[pp.int.general] Transparency in the party
Cal.
peppecal at gmail.com
Wed Feb 27 15:27:03 CET 2013
27/02/13 15.03, thijs.markus at piratenpartij.nl:
> Oh nuances & implementations can be put right
I don't think so—any change in his cop behavior will cause him to lose
many votes.
> - his principle point is
> corruption - which can only be fought with transparency.
His concept of transparency is way different from yours.
He wants transparency by annihilating privacy, not by opening
government. He wants the politician to become transparent, the
fleshnbones person, not the institution itself.
> Direct
> democracy & free access to internet is also incorporated. These are
> exactly the emotional motivators on which pirate parties operate.
Disagree. Internet is mere infrastructure; free access to information is
the pirate point.
> Sure,
> he has some old people's stances on some issues, but then again his
> voter base young - and to them he will have to cater eventually.

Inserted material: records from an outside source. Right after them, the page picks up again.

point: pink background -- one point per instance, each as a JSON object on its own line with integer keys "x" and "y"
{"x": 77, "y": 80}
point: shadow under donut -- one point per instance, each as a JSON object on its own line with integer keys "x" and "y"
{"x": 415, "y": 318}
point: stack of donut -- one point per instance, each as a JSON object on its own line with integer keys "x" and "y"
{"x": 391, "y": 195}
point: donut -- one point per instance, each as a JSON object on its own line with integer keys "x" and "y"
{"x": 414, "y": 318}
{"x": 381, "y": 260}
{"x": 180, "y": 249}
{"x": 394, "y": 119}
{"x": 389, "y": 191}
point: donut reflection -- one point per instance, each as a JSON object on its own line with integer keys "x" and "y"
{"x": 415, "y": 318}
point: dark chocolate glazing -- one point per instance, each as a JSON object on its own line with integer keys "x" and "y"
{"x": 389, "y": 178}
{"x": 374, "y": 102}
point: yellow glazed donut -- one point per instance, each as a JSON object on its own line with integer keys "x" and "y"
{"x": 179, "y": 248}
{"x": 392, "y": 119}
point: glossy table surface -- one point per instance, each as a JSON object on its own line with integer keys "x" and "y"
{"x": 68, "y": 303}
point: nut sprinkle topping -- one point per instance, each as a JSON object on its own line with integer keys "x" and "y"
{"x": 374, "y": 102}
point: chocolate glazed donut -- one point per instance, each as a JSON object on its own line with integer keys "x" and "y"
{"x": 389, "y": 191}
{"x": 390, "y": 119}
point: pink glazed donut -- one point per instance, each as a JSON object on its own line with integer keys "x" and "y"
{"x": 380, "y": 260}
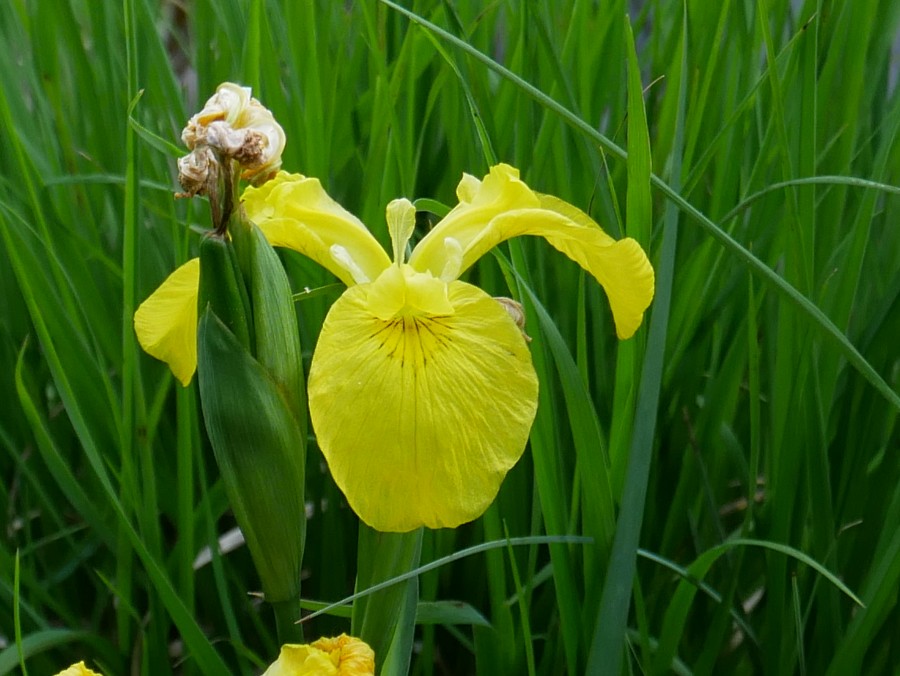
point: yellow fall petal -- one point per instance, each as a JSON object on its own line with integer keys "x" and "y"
{"x": 295, "y": 212}
{"x": 166, "y": 323}
{"x": 502, "y": 207}
{"x": 78, "y": 670}
{"x": 421, "y": 417}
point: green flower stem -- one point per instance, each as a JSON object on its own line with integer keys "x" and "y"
{"x": 286, "y": 615}
{"x": 378, "y": 618}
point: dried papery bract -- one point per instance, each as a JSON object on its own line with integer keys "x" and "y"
{"x": 234, "y": 135}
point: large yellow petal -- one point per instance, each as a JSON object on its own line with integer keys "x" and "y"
{"x": 502, "y": 207}
{"x": 295, "y": 212}
{"x": 166, "y": 323}
{"x": 421, "y": 417}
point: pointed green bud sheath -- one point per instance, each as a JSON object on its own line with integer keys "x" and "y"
{"x": 276, "y": 334}
{"x": 258, "y": 447}
{"x": 253, "y": 397}
{"x": 222, "y": 287}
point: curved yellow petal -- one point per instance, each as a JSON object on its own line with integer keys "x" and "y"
{"x": 166, "y": 323}
{"x": 420, "y": 417}
{"x": 479, "y": 202}
{"x": 295, "y": 212}
{"x": 79, "y": 669}
{"x": 502, "y": 207}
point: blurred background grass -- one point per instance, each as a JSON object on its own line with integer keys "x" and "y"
{"x": 742, "y": 417}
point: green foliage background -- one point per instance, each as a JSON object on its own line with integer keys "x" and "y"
{"x": 752, "y": 419}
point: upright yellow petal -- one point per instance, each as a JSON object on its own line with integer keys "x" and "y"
{"x": 166, "y": 323}
{"x": 295, "y": 212}
{"x": 502, "y": 207}
{"x": 421, "y": 417}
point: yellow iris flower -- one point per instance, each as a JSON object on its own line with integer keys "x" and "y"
{"x": 340, "y": 656}
{"x": 78, "y": 670}
{"x": 421, "y": 389}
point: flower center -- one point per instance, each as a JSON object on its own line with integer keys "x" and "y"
{"x": 401, "y": 291}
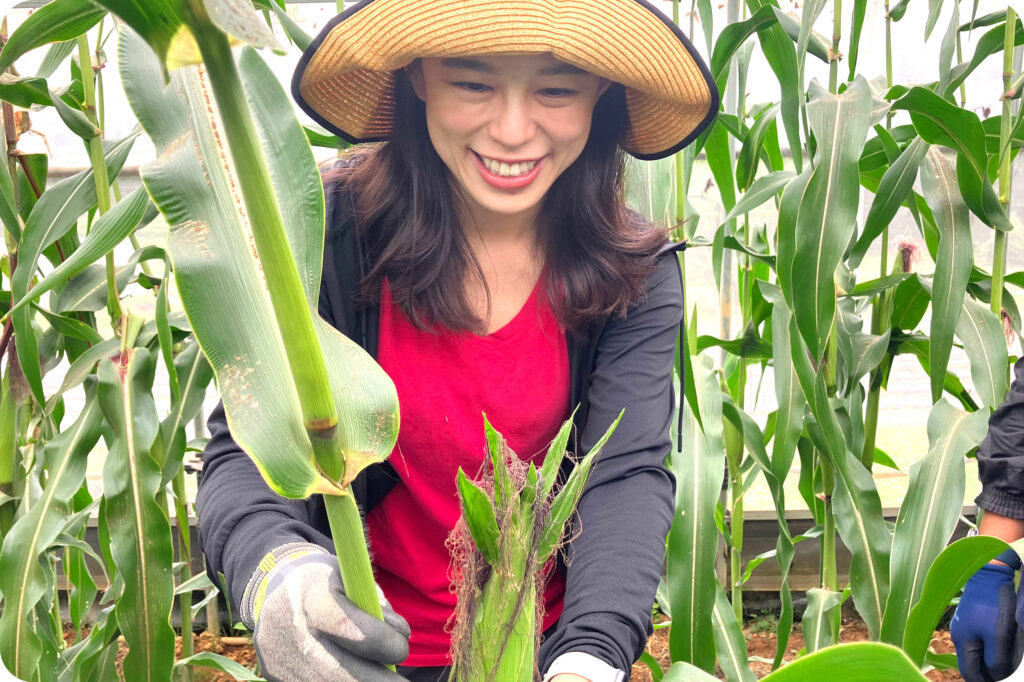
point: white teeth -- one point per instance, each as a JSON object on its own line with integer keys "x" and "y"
{"x": 508, "y": 170}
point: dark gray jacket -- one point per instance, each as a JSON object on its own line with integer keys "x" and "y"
{"x": 627, "y": 506}
{"x": 1000, "y": 457}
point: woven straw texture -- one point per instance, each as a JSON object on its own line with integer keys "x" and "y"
{"x": 348, "y": 80}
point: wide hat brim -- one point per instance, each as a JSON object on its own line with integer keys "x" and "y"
{"x": 345, "y": 79}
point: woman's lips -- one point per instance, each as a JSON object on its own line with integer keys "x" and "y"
{"x": 503, "y": 182}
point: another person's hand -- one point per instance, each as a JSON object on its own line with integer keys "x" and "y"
{"x": 984, "y": 628}
{"x": 308, "y": 630}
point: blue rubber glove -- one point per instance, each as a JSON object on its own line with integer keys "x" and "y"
{"x": 984, "y": 628}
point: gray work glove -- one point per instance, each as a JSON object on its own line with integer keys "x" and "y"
{"x": 307, "y": 630}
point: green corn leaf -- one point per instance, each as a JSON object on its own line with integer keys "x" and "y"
{"x": 87, "y": 291}
{"x": 217, "y": 662}
{"x": 857, "y": 20}
{"x": 194, "y": 584}
{"x": 25, "y": 92}
{"x": 684, "y": 672}
{"x": 788, "y": 424}
{"x": 140, "y": 534}
{"x": 240, "y": 20}
{"x": 109, "y": 230}
{"x": 698, "y": 464}
{"x": 34, "y": 166}
{"x": 817, "y": 628}
{"x": 909, "y": 303}
{"x": 720, "y": 162}
{"x": 528, "y": 495}
{"x": 292, "y": 30}
{"x": 946, "y": 576}
{"x": 816, "y": 43}
{"x": 164, "y": 336}
{"x": 729, "y": 639}
{"x": 51, "y": 217}
{"x": 23, "y": 578}
{"x": 504, "y": 488}
{"x": 732, "y": 37}
{"x": 930, "y": 510}
{"x": 194, "y": 374}
{"x": 981, "y": 332}
{"x": 986, "y": 19}
{"x": 707, "y": 20}
{"x": 209, "y": 244}
{"x": 760, "y": 192}
{"x": 83, "y": 588}
{"x": 781, "y": 55}
{"x": 878, "y": 154}
{"x": 553, "y": 458}
{"x": 934, "y": 8}
{"x": 479, "y": 515}
{"x": 809, "y": 14}
{"x": 872, "y": 288}
{"x": 859, "y": 662}
{"x": 565, "y": 501}
{"x": 952, "y": 267}
{"x": 56, "y": 20}
{"x": 989, "y": 43}
{"x": 896, "y": 11}
{"x": 161, "y": 26}
{"x": 947, "y": 47}
{"x": 857, "y": 506}
{"x": 940, "y": 122}
{"x": 70, "y": 327}
{"x": 76, "y": 121}
{"x": 55, "y": 55}
{"x": 896, "y": 185}
{"x": 747, "y": 164}
{"x": 81, "y": 369}
{"x": 819, "y": 207}
{"x": 318, "y": 136}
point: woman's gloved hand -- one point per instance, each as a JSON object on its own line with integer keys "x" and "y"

Statistical analysis says his voter base comes from former berlusconi's
voters
(http://www.scenaripolitici.com/2013/02/sp_trend-8-feb-2013-cdx-vs-m5s.html).
Youngs are a strict minority, and they're probably voting the movement,
not the grillo leader—they could move any moment to a pirate party, if
they're not enough brainwashed.
> And
> sure, you can highlight these differences in implementation and rational
> detail, but that's not where the vote is decided.
I don't get your point. It is foolish thinking to get rational with
them, or _worse_ with their voters.
> And looking at you
> guys and looking at Grillo, when I am concerned about corruption, free
> access to internet and direct democracy - well, what do you think?
I think you should notice they have no idea about what they're talkin'.
I think you should notice their police state and their annihilation of
privacy.
> Copyright, trademarks etc aren't in themselves as interesting as you
> make them out to be, that's the professional deformation in which you
> have to be able to defend alternatives to the present state of affairs.
> What makes them interesting is the structural abuse of democratic rights
> and functioning that is required to uphold them and the extend to which
> the right holders succeed in this part.
Disagreed, see above: "access to information" enables all of this.
> And that leads straight back to
> the points of transparency, direct democracy and so forth. He is totally
> cashing in on the emotions that should fuel your fire, and where there
> is popular movement in this direction, even if Mussolini himself
> championed it, there is much to be gained before a degree of satisfied
> inactivity will return to the general populace.
We'll see. I'm quite scared about what could happen.